Op de achterkant van de catalogus van de Henry Moore-expositie in museum Beelden aan Zee staat een mooie foto van de handen van Henry Moore. De doorleefde handen van de kunstenaar – witbestoven en met brokkelige nagels – houden een gipsmodel vast van zijn beeld Reclining Figure: Hand uit 1976. Dit beeld is op de typische Henry Moore-manier ontstaan uit het ‘spelen’ met een kiezel en een bot. Je draait ze om en om in je handen, plakt ze aan elkaar met wat plasticine en daar verschijnt een Reclining Figure.

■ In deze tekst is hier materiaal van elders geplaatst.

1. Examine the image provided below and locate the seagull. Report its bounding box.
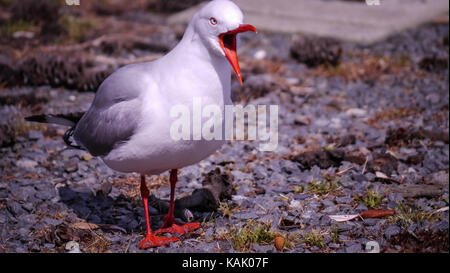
[26,0,256,249]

links: Maquette van Reclining Figure: Hand, 1976, bot, kiezel en plasticine, en rechts: Moore’s handen met een gipsen maquette van Reclining Figure: Hand 1976, Foto’s: HMF

Als bijzonderheid heeft Moore nog een arm toegevoegd, die de holte tussen romp en benen overbrugt. Deze arm loopt uit in een hand die op de heup rust. Op de foto zien we het beeldje op de rug, Henry Moore houdt de figuur naar zich toegedraaid. Het is dus de linkerarm die met een hand op de heup rust. In 1979 zal Henry Moore een grote bronzen versie van dit beeld maken, waarvan er een gietsel in de tuin bij Perry Green ligt.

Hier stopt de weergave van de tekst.